In a further embodiment, either or both of the memory 73 and the battery 74 can be separately provided on the skin adhesion layer 46 to facilitate long term monitoring through use of a series of short term monitoring periods. Space for storing recorded ECG data and power for operating the recording circuitry are continually depleted. Providing the memory 73 and the battery 74 on the skin adhesion layer 46 enables those resources to be replenished, while enabling use of the same physical recording circuitry throughout the entire monitoring period.

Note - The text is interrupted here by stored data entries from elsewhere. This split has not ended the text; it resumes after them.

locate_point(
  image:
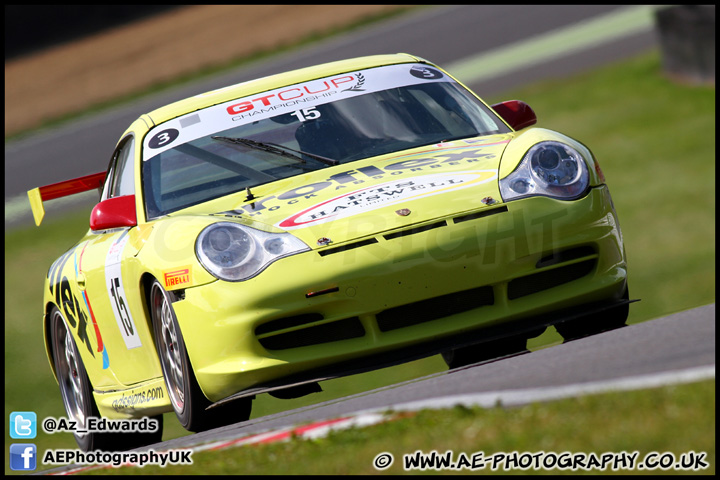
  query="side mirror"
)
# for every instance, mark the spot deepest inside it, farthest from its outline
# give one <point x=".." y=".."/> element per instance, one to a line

The RFID tag 77 contains a unique identifier for the monitor that is either included on the PCB 43 with the other electronic components, or is embedded into the housing 61, such as within a foam-constructed cover 42. The RFID tag 77 is used during monitoring to pair a monitor 41 to a tracking number that can be used by the patient 12, referral center, and physician or staff to track the physical whereabouts of the monitor 41 and to determine the post-monitoring status of diagnosis and follow up care. The RFID tag 77 is self-powered or can be powered through the battery 74. The RFID tag 77 is accessed using standard RFID transmitter and receiver units. Other components in addition to or in lieu of the electronic components 71 are possible, such as used to record additional types of patient physiometry or to provide further onboard capabilities.
In a further embodiment, the electronic components 71 also include an actimetry sensor 78 to measure gross motor activity undertaken by the patient, such as through walking, running, changing posture or sleep position, and other body motions. For instance, the actimetry sensor 78 may record movement, which indicates that the patient was climbing stairs at the same time that an increase in heart rate was recorded by the monitor 11. Particularly, when actigraphy is combined with the patient's subjective impressions as contemporaneously recorded in his diary, the physician can confirm or better understand hemodynamic changes and other aspects of cardiac physiology as reflected in the recorded ECG data.
The monitor 41 may be fully or partially disposable. For instance, the electronic components 71 on the PCB 43 may be refurbished and recycled for multiple uses, while the housing 61 and skin adhesive 46 would be disposed after a single use. During refurbishment, the battery 74 would be replaced and the memory 73 wiped clean. Alternatively, the entire monitor 41 may be used only once, followed by appropriate disposal.
While the invention has been particularly shown and described as referenced to the embodiments thereof, those skilled in the art will understand that the foregoing and other changes in form and detail may be made therein without departing from the spirit and scope.